Security Keys
First and foremost, Apple has announced that starting in 2023, users will be able to enhance their Apple ID and iCloud account protection using hardware Security Keys. This means you will have a physical hardware device that you can setup to serve as the second layer of two-factor authentication for your account.
So once authenticate your iPhone with the Security Key, you won’t have to do it again if you get a new iPhone so long as you use the device-to-device setup transfer process when setting up a new iPhone.
Additionally, the company says that trusted devices already signed in to your Apple ID won’t be signed out when you authenticate using the Security Key feature. Instead, the addition of a Security Key is meant to stop advanced attacks where the person may attempt to log-in to your Apple ID on an unknown, untrusted device. “This takes our two-factor authentication even further, preventing even an advanced attacker from obtaining a user’s second factor in a phishing scam,” Apple says.

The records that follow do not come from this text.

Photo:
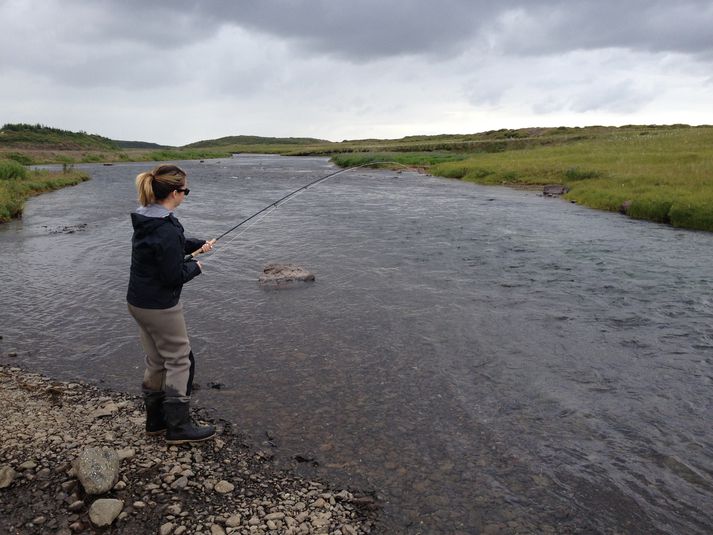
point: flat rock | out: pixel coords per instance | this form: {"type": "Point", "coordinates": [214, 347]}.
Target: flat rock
{"type": "Point", "coordinates": [104, 511]}
{"type": "Point", "coordinates": [274, 274]}
{"type": "Point", "coordinates": [97, 469]}
{"type": "Point", "coordinates": [223, 487]}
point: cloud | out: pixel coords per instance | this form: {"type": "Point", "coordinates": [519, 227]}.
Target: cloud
{"type": "Point", "coordinates": [362, 68]}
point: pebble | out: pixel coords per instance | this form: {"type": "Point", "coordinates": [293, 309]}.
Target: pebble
{"type": "Point", "coordinates": [233, 521]}
{"type": "Point", "coordinates": [76, 506]}
{"type": "Point", "coordinates": [104, 511]}
{"type": "Point", "coordinates": [206, 477]}
{"type": "Point", "coordinates": [7, 476]}
{"type": "Point", "coordinates": [180, 483]}
{"type": "Point", "coordinates": [224, 487]}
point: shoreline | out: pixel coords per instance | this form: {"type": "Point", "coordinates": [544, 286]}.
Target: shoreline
{"type": "Point", "coordinates": [218, 487]}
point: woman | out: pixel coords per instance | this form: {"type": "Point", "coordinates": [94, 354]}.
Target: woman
{"type": "Point", "coordinates": [158, 272]}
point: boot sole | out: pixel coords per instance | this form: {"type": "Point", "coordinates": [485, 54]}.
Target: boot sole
{"type": "Point", "coordinates": [175, 442]}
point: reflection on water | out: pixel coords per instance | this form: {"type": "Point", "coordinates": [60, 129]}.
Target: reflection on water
{"type": "Point", "coordinates": [485, 358]}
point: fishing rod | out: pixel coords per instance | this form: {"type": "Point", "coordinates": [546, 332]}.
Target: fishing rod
{"type": "Point", "coordinates": [284, 199]}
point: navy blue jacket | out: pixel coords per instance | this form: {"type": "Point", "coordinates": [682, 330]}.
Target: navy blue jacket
{"type": "Point", "coordinates": [158, 271]}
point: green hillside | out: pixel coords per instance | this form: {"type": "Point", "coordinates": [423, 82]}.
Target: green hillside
{"type": "Point", "coordinates": [26, 136]}
{"type": "Point", "coordinates": [254, 140]}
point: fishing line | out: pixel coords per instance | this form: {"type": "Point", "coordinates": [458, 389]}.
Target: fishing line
{"type": "Point", "coordinates": [274, 205]}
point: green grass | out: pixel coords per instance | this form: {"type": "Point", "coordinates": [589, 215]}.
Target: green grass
{"type": "Point", "coordinates": [185, 154]}
{"type": "Point", "coordinates": [16, 189]}
{"type": "Point", "coordinates": [23, 135]}
{"type": "Point", "coordinates": [12, 170]}
{"type": "Point", "coordinates": [663, 175]}
{"type": "Point", "coordinates": [412, 159]}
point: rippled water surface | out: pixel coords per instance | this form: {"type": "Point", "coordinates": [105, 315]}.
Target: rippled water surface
{"type": "Point", "coordinates": [484, 358]}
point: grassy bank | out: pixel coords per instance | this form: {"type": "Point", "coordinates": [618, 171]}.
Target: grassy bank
{"type": "Point", "coordinates": [656, 175]}
{"type": "Point", "coordinates": [17, 184]}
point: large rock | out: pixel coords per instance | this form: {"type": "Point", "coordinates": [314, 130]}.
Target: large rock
{"type": "Point", "coordinates": [97, 469]}
{"type": "Point", "coordinates": [7, 476]}
{"type": "Point", "coordinates": [283, 273]}
{"type": "Point", "coordinates": [104, 511]}
{"type": "Point", "coordinates": [554, 190]}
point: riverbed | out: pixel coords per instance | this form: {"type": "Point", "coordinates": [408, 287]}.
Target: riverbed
{"type": "Point", "coordinates": [484, 358]}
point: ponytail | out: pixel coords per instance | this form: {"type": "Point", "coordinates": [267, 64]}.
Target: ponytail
{"type": "Point", "coordinates": [158, 184]}
{"type": "Point", "coordinates": [144, 185]}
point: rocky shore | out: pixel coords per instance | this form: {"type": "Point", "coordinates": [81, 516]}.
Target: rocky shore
{"type": "Point", "coordinates": [58, 440]}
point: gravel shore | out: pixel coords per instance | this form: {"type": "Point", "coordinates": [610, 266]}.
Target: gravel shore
{"type": "Point", "coordinates": [217, 487]}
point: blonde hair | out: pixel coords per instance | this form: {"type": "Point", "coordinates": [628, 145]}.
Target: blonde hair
{"type": "Point", "coordinates": [158, 183]}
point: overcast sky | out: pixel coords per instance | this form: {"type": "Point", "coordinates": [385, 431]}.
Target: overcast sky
{"type": "Point", "coordinates": [179, 71]}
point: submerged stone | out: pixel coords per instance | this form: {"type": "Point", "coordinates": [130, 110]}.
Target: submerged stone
{"type": "Point", "coordinates": [276, 274]}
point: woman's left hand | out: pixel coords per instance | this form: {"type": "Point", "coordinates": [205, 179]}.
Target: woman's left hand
{"type": "Point", "coordinates": [207, 246]}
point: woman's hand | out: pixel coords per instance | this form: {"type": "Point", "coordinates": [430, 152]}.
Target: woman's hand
{"type": "Point", "coordinates": [207, 246]}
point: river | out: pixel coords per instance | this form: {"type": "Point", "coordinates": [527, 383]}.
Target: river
{"type": "Point", "coordinates": [488, 360]}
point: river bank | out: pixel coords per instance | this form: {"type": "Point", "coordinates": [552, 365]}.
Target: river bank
{"type": "Point", "coordinates": [218, 487]}
{"type": "Point", "coordinates": [19, 184]}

Apple itself won’t be making a hardware Security Key. Instead, it will tap into third-party offerings. The company is working with the FIDO Alliance to ensure cross-platform compatibility with open standards.

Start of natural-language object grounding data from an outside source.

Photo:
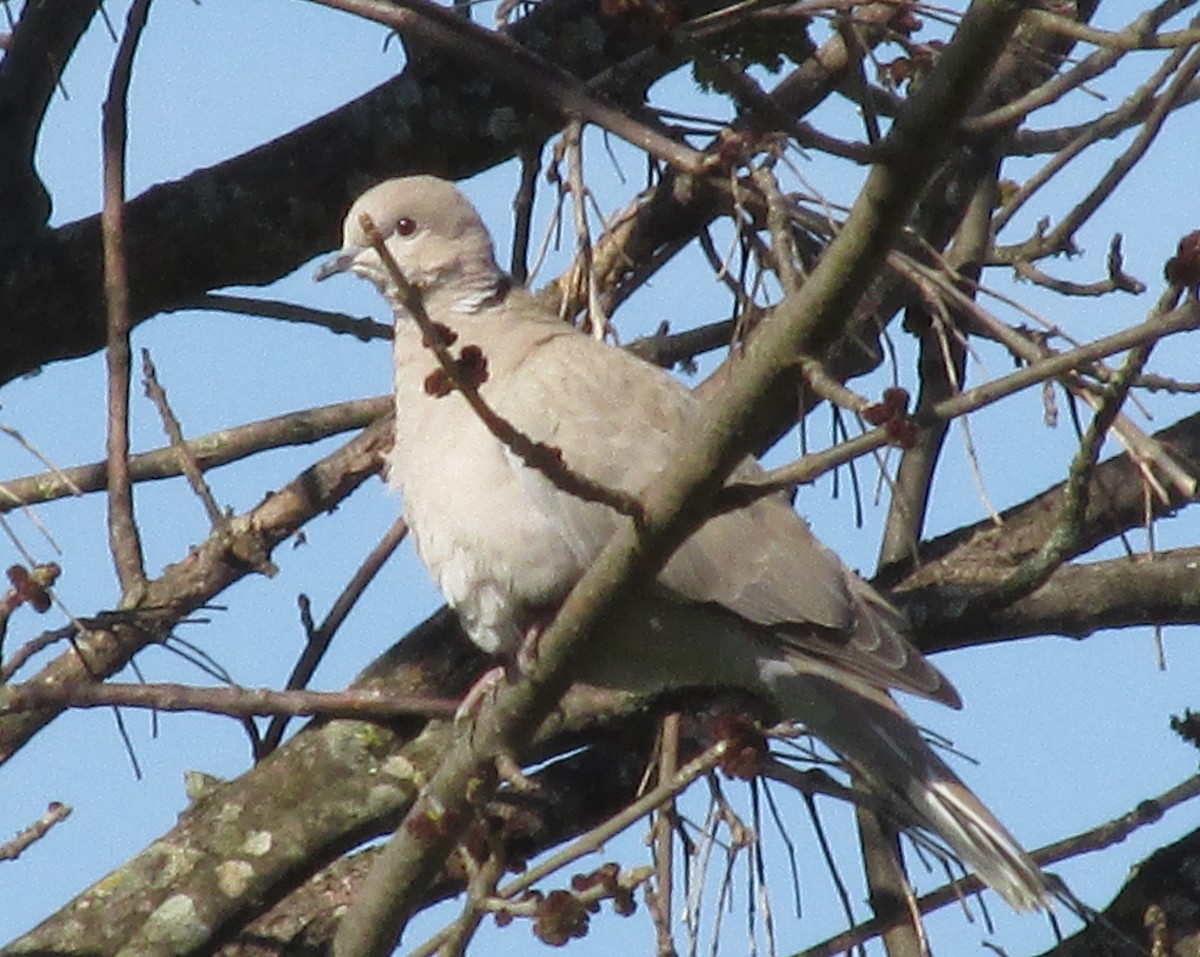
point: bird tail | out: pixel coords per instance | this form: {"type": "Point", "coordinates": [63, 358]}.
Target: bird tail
{"type": "Point", "coordinates": [870, 732]}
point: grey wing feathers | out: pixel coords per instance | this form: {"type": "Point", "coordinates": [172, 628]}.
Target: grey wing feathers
{"type": "Point", "coordinates": [628, 422]}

iMessage Contact Key Verification
Second, Apple is announcing a new security safeguard for iMessage. Dubbed iMessage Contact Key Verification, this feature allows iMessage users to “further verify that they are messaging only with the people they intend.”
The feature works by alerting users with the safeguard enabled “if an exceptionally advanced adversary, such as a state-sponsored attacker, were ever to succeed breaching cloud servers and inserting their own device to eavesdrop on these encrypted communications.”

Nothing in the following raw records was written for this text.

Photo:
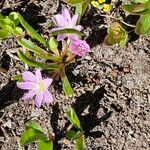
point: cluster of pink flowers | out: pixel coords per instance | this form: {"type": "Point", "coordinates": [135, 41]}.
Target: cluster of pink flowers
{"type": "Point", "coordinates": [65, 21]}
{"type": "Point", "coordinates": [37, 86]}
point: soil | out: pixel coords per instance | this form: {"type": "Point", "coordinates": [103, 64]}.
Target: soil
{"type": "Point", "coordinates": [111, 85]}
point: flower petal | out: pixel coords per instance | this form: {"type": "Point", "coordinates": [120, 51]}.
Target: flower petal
{"type": "Point", "coordinates": [61, 37]}
{"type": "Point", "coordinates": [74, 20]}
{"type": "Point", "coordinates": [47, 82]}
{"type": "Point", "coordinates": [28, 76]}
{"type": "Point", "coordinates": [26, 85]}
{"type": "Point", "coordinates": [78, 27]}
{"type": "Point", "coordinates": [29, 95]}
{"type": "Point", "coordinates": [47, 97]}
{"type": "Point", "coordinates": [66, 15]}
{"type": "Point", "coordinates": [59, 20]}
{"type": "Point", "coordinates": [38, 74]}
{"type": "Point", "coordinates": [38, 99]}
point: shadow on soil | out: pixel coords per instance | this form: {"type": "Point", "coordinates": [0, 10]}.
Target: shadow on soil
{"type": "Point", "coordinates": [9, 94]}
{"type": "Point", "coordinates": [88, 121]}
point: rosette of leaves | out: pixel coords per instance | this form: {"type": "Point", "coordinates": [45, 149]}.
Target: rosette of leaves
{"type": "Point", "coordinates": [80, 5]}
{"type": "Point", "coordinates": [9, 26]}
{"type": "Point", "coordinates": [33, 133]}
{"type": "Point", "coordinates": [46, 54]}
{"type": "Point", "coordinates": [116, 34]}
{"type": "Point", "coordinates": [78, 133]}
{"type": "Point", "coordinates": [142, 9]}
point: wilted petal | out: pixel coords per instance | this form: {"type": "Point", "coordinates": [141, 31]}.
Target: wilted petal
{"type": "Point", "coordinates": [28, 76]}
{"type": "Point", "coordinates": [47, 97]}
{"type": "Point", "coordinates": [29, 95]}
{"type": "Point", "coordinates": [66, 15]}
{"type": "Point", "coordinates": [47, 82]}
{"type": "Point", "coordinates": [26, 85]}
{"type": "Point", "coordinates": [38, 99]}
{"type": "Point", "coordinates": [38, 74]}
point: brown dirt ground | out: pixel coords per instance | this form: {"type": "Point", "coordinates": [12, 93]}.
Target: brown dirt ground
{"type": "Point", "coordinates": [111, 84]}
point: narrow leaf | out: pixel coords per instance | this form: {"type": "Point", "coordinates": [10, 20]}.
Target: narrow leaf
{"type": "Point", "coordinates": [71, 114]}
{"type": "Point", "coordinates": [80, 143]}
{"type": "Point", "coordinates": [68, 31]}
{"type": "Point", "coordinates": [31, 135]}
{"type": "Point", "coordinates": [66, 85]}
{"type": "Point", "coordinates": [45, 145]}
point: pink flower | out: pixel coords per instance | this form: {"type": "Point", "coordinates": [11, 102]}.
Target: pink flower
{"type": "Point", "coordinates": [36, 86]}
{"type": "Point", "coordinates": [79, 47]}
{"type": "Point", "coordinates": [65, 21]}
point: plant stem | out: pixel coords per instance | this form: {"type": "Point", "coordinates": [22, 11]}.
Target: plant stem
{"type": "Point", "coordinates": [130, 25]}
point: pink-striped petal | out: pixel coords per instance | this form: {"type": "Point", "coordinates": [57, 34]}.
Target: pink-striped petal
{"type": "Point", "coordinates": [29, 95]}
{"type": "Point", "coordinates": [47, 82]}
{"type": "Point", "coordinates": [59, 20]}
{"type": "Point", "coordinates": [47, 97]}
{"type": "Point", "coordinates": [26, 85]}
{"type": "Point", "coordinates": [78, 27]}
{"type": "Point", "coordinates": [28, 76]}
{"type": "Point", "coordinates": [38, 99]}
{"type": "Point", "coordinates": [66, 14]}
{"type": "Point", "coordinates": [61, 37]}
{"type": "Point", "coordinates": [38, 74]}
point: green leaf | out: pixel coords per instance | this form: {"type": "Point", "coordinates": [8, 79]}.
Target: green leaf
{"type": "Point", "coordinates": [67, 31]}
{"type": "Point", "coordinates": [37, 50]}
{"type": "Point", "coordinates": [66, 84]}
{"type": "Point", "coordinates": [4, 34]}
{"type": "Point", "coordinates": [80, 143]}
{"type": "Point", "coordinates": [74, 1]}
{"type": "Point", "coordinates": [143, 25]}
{"type": "Point", "coordinates": [48, 66]}
{"type": "Point", "coordinates": [31, 135]}
{"type": "Point", "coordinates": [29, 29]}
{"type": "Point", "coordinates": [116, 34]}
{"type": "Point", "coordinates": [45, 145]}
{"type": "Point", "coordinates": [137, 9]}
{"type": "Point", "coordinates": [72, 135]}
{"type": "Point", "coordinates": [29, 61]}
{"type": "Point", "coordinates": [34, 125]}
{"type": "Point", "coordinates": [71, 114]}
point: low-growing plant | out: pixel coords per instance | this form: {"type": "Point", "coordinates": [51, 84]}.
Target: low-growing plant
{"type": "Point", "coordinates": [78, 133]}
{"type": "Point", "coordinates": [33, 133]}
{"type": "Point", "coordinates": [46, 54]}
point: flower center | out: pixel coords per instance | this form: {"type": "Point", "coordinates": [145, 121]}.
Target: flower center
{"type": "Point", "coordinates": [41, 86]}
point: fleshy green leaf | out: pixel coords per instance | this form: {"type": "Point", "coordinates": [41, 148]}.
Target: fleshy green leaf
{"type": "Point", "coordinates": [4, 34]}
{"type": "Point", "coordinates": [37, 50]}
{"type": "Point", "coordinates": [116, 34]}
{"type": "Point", "coordinates": [80, 143]}
{"type": "Point", "coordinates": [71, 114]}
{"type": "Point", "coordinates": [68, 31]}
{"type": "Point", "coordinates": [143, 25]}
{"type": "Point", "coordinates": [30, 62]}
{"type": "Point", "coordinates": [74, 1]}
{"type": "Point", "coordinates": [31, 135]}
{"type": "Point", "coordinates": [29, 29]}
{"type": "Point", "coordinates": [45, 145]}
{"type": "Point", "coordinates": [66, 85]}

Both users communicating via iMessage must have the Contact Key Verification feature enabled. For yet another added layer of security, iMessage Contact Key Verification users can compare a Contact Verification Code in person, on FaceTime, or through another secure call. This verification code is accessible via the Messages app.
You can get a look at what this notification looks like in the top image of this article. When an unrecognized device is added to the other person’s account, you’ll see an in-line alert in your Messages thread saying that “an unrecognized device may have been added” to that person’s account.